So far, sadly, the opposition to the order has been a kind of unreason, too. It has substituted the cool, tough, political critique of the order that we need with its own brand of fearmongering and the deployment of an ahistorical dread about the return of Nazism.

Our response needs to engage with: the relationship between education and the State; the value and purpose of our everyday interactions with students and their families/communities; the ways in which education enables the social metabolic reproduction of both capitalism and the capital system; and what is to be done as a pedagogic project at the level of society.

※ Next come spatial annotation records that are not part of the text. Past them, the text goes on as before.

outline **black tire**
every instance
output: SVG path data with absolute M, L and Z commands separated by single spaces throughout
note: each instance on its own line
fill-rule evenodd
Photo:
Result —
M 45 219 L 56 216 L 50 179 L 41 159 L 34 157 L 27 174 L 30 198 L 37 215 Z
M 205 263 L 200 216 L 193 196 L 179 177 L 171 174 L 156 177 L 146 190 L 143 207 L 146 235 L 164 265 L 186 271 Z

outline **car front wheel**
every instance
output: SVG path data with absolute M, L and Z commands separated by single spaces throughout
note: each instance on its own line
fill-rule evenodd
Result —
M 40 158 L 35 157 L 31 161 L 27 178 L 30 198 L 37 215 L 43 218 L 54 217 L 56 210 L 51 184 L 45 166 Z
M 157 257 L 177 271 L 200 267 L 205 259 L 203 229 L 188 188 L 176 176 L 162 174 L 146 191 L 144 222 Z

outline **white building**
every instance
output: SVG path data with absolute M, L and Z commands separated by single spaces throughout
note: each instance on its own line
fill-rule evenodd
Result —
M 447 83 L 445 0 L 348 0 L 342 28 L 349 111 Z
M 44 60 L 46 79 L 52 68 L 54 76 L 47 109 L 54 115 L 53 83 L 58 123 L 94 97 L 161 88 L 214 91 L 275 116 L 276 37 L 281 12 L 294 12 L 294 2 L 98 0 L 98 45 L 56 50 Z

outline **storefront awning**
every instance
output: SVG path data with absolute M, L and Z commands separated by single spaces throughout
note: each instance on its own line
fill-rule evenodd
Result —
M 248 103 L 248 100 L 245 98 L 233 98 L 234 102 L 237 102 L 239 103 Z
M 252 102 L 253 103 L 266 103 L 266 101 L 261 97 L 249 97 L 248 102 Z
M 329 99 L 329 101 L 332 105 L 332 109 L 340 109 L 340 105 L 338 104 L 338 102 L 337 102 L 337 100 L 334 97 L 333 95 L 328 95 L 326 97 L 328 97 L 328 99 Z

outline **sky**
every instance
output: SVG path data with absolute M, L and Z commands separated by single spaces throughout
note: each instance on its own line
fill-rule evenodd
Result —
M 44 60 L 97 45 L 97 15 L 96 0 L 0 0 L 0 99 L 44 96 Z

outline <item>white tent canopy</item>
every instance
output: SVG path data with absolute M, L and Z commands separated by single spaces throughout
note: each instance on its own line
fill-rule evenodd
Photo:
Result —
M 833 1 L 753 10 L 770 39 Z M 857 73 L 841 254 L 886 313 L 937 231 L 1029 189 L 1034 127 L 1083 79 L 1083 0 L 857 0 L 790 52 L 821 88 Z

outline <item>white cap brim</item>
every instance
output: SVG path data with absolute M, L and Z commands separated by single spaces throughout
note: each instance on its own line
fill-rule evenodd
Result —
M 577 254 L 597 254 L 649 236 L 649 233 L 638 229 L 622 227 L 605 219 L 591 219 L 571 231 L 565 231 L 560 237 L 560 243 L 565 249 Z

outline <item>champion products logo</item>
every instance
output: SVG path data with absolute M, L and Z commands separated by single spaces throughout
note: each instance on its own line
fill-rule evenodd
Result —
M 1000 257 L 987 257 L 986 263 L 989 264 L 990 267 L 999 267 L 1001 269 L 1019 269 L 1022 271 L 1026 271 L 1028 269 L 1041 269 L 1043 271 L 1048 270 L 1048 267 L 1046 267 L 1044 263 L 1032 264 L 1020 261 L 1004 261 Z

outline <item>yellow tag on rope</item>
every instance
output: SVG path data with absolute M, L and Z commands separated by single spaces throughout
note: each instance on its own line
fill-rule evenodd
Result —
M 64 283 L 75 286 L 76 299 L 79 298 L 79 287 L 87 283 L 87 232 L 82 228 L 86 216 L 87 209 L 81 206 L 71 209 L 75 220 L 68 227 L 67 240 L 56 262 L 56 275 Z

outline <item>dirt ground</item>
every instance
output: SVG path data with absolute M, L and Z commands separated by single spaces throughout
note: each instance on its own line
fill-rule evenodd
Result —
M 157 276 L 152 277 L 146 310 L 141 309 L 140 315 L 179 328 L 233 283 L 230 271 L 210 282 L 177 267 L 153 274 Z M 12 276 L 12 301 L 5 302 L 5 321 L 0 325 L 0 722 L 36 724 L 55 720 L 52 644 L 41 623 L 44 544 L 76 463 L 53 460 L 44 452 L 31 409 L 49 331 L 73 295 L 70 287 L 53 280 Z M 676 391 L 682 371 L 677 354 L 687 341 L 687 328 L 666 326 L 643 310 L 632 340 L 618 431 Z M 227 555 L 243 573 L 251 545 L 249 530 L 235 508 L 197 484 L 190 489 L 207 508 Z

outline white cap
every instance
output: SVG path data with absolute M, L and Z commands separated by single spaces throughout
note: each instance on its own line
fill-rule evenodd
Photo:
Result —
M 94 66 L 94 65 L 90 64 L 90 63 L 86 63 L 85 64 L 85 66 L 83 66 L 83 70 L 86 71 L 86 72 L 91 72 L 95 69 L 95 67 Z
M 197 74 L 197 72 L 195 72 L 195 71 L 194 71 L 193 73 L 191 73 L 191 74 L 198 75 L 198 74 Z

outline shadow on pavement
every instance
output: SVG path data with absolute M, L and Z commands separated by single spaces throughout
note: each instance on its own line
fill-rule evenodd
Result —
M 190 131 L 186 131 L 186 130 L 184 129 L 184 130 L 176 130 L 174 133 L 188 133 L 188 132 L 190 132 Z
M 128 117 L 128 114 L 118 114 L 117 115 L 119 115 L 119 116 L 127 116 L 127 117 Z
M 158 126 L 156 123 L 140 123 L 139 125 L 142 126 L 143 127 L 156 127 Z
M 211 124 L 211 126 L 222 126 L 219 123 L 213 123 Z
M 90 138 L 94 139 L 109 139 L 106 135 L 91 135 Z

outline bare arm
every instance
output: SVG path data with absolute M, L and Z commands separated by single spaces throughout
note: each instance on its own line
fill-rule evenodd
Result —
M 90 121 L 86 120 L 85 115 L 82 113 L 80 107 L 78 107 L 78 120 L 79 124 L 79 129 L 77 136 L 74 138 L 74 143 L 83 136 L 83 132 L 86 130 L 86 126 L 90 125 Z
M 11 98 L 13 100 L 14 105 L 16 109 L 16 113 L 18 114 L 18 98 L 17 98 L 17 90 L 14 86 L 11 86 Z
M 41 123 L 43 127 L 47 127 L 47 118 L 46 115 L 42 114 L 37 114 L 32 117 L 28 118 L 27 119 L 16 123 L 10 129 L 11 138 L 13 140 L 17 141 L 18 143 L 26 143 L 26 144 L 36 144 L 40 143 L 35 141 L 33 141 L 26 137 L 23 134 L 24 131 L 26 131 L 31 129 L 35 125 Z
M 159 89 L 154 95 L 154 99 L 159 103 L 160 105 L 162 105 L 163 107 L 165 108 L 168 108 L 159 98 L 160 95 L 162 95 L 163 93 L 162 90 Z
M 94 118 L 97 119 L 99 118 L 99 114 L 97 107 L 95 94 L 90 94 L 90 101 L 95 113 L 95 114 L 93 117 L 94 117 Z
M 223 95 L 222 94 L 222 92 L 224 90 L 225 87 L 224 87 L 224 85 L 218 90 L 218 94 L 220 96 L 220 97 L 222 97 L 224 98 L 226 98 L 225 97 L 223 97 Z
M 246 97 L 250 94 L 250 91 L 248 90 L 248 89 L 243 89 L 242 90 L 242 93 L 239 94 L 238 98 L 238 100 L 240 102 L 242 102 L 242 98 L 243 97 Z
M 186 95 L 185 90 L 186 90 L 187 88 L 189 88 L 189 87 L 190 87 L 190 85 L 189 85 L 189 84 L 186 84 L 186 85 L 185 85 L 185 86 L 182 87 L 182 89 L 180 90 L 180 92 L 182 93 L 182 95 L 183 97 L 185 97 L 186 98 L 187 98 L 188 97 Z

Simply engaging in refusing the TEF or promoting no borders or whichever rearguard-tactical-response, without a theoretical analysis of why we are in this hateful space, simply leaves us at the mercy of the next demagogue, howsoever they smile whilst issuing kill lists or refusing to disclose whether any detainees have been victims of sexual violence inside Yarl’s Wood or banning visas for refugees from Iraq for six months or wrongly deporting 48,000 students, and on and on and on. And simply looking at Trump as the distilled moment of this excess enables us to continue-on, wilfully ignorant of our own place in the reproduction of oppression.

Moreover, to expect that we can outsource the solution to the next set of politicians is naïve: “The executive of the modern state is but a committee for managing the common affairs of the whole bourgeoisie” (Marx, Communist Manifesto). In part this is because the State functions inside-and-for capitalism and is historically and materially contingent on the capital system. However, struggles between states also act as critical moments of antagonism as they vie to become the state of the capital system as a whole. As István Mészáros notes

Thus the reality is not the elimination of nation-state aspirations but an overheating cauldron of perilous contradictions and antagonisms on a variety of levels, ubiquitously asserting themselves among the given and aspiring nation-states and even within the framework of the state formations invented as the projected solution of past inter-state antagonisms, like the—far from unified—European Union…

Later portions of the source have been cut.